白葉教授はチェーンソーで大きく脚を断ち切り、胴体を肉切り包丁で喜々として切り開いていた。解体も畜産研にとって重要な講義の1つである。
白葉は学生たちに分かりやすいように臓器を取り上げて説明しながら解体していく。ノートを取る者、さらに肉を細かくバラす者、煮込む者。
やがて農業工学科の秘蔵酒、吟醸『夜明け前』が運び込まれると講義は宴会へと変質していった。
1頭の牛が息を引き取った。
そして、伝統のスキヤキは煮える。
傷ついた青年の心に聞こえてくる恭子の声……そして、愛。
愛は、そして食は、悲しみを超えるのか!
青年は畜産研から少し離れた、ポプラ並木のベンチに座っていた。
薄い闇が降りてきた、群島区東。
吐く息は白い。
やがて、彼の前に男がやってきた。
「……白葉教授」
青年は涙を拭い、見上げる。
「きみ、スキヤキが煮えているよ。食べたくないのかね?」
「教授っ、自分は……自分は、恭子を食べるなんて出来ません!」
白葉の表情から笑いが消えた。
そこにあるのは、まさしく研究に没頭する技術者の顔であった。
「……きみは、何か勘違いをしておるようだな」
白葉は、青年の横に腰を下ろす。
「生きとし生ける者は、必ず死ぬのだ。

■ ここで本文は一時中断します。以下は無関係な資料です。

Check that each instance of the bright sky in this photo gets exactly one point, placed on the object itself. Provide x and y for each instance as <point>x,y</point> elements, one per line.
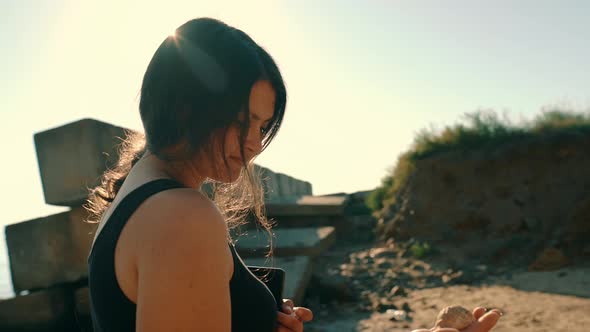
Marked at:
<point>362,76</point>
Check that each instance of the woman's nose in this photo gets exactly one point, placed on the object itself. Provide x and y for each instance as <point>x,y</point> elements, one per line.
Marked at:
<point>253,145</point>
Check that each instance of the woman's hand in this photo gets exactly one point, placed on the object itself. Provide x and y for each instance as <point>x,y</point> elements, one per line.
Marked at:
<point>291,319</point>
<point>484,322</point>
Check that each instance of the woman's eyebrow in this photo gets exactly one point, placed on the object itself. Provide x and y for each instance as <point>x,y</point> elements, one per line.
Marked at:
<point>257,118</point>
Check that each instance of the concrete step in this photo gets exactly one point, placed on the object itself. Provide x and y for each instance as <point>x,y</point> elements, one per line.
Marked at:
<point>46,310</point>
<point>306,206</point>
<point>309,241</point>
<point>48,251</point>
<point>298,270</point>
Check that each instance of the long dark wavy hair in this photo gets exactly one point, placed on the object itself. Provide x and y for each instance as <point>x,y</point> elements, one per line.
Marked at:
<point>196,83</point>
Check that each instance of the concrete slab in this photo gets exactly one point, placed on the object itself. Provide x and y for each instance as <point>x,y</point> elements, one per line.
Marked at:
<point>298,273</point>
<point>73,157</point>
<point>47,310</point>
<point>308,241</point>
<point>48,251</point>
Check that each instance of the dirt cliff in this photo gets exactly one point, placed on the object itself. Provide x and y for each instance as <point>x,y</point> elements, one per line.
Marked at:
<point>522,203</point>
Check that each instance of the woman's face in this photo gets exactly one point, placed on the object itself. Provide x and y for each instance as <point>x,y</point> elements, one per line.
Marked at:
<point>261,106</point>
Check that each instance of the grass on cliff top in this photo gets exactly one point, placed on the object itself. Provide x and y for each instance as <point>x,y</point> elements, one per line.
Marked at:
<point>482,129</point>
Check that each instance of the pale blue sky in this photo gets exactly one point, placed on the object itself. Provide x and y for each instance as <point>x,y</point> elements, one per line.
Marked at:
<point>362,76</point>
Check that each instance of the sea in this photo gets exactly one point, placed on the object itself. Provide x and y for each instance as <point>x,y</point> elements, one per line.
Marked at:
<point>6,290</point>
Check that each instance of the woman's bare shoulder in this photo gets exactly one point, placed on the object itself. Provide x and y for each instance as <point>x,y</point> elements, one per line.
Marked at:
<point>183,218</point>
<point>184,264</point>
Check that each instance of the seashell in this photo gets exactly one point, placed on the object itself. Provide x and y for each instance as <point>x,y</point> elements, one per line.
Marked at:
<point>455,317</point>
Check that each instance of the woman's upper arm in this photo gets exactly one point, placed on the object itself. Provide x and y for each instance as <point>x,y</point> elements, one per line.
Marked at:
<point>184,267</point>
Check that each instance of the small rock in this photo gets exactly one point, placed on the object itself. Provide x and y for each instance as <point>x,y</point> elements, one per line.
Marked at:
<point>396,315</point>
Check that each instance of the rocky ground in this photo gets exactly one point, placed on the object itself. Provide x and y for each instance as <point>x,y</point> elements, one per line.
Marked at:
<point>371,286</point>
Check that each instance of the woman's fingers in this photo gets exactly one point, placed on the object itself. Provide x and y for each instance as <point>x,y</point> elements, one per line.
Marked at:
<point>291,322</point>
<point>304,314</point>
<point>478,312</point>
<point>288,302</point>
<point>486,322</point>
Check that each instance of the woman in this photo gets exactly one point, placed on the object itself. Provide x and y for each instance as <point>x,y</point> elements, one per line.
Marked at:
<point>162,259</point>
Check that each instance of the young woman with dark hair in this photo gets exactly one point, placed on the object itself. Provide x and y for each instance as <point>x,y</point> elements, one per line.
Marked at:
<point>162,258</point>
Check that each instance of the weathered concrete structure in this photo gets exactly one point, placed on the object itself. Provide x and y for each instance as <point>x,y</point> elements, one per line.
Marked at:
<point>48,255</point>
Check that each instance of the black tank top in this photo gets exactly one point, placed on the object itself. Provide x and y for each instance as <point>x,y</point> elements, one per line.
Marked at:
<point>253,307</point>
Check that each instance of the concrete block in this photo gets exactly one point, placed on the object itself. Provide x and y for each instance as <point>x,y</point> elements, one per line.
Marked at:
<point>73,157</point>
<point>287,242</point>
<point>298,273</point>
<point>46,310</point>
<point>48,251</point>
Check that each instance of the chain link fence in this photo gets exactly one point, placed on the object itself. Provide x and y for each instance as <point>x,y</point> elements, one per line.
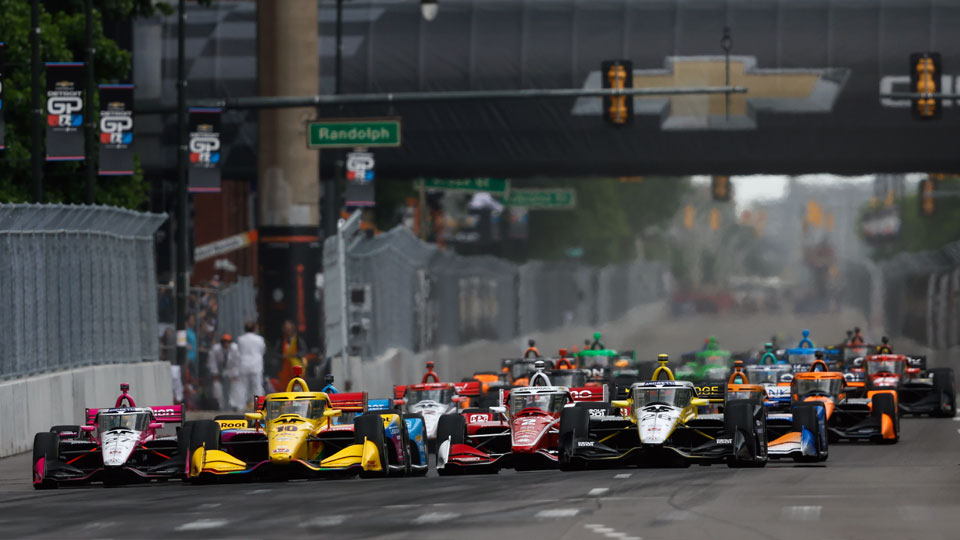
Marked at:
<point>913,295</point>
<point>76,286</point>
<point>403,293</point>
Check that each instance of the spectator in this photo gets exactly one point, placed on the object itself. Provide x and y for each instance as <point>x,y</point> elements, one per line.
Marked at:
<point>223,364</point>
<point>291,350</point>
<point>250,381</point>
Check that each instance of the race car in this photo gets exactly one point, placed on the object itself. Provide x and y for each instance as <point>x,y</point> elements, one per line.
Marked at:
<point>711,364</point>
<point>874,418</point>
<point>792,431</point>
<point>662,426</point>
<point>116,445</point>
<point>432,399</point>
<point>919,390</point>
<point>520,434</point>
<point>294,435</point>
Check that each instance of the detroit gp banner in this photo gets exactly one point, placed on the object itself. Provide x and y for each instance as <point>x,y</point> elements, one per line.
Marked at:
<point>116,129</point>
<point>204,150</point>
<point>2,125</point>
<point>64,111</point>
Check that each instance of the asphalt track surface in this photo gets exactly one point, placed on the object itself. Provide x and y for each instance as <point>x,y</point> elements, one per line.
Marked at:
<point>903,491</point>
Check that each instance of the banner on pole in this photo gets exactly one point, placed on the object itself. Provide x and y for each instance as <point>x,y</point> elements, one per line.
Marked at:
<point>204,150</point>
<point>64,111</point>
<point>116,129</point>
<point>2,125</point>
<point>360,187</point>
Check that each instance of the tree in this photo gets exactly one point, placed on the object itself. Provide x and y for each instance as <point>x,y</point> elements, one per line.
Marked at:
<point>62,39</point>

その屍を土に埋め、自然に帰すより他に手段がないならばそうしよう。だが、恭子は死んでもなお我々の為に役だってくれた……その肉は我らの腹を満たし、その骨は有機肥料研が試料の研究材料として、その死の記録は農業心理の畜産心理研究に、その脂肪は化成ソーダを混ぜて手作り石鹸にし、磐田研への贈答品にと……みよ、恭子の死は無駄ではなかった」
「教授……」
「ありがとう、ありがとう恭子! そして、きみの心に残った恭子の記憶は必ずや一回り大きく、きみを成長させてくれることだろう」
「教授ぅぅぅっ!!」
白葉教授と青年は、がっしりと抱き合った。
「教授っ、俺が間違ってました」
「そうかっ! きみの分として肩ロースのいいところを残してあるぞ。酒も用意してある……ホルスタインだから味はちと落ちるが、喰え。そして呑むぞ、きみぃ」
いま、無限の愛が農業工学科を満たしていた。
悲しみを乗り越え、こうして青年は1人前となる…………。
そして、白葉は思う。
志しなかばにして自分が倒れたらその灰を畑に撒いて欲しい、と。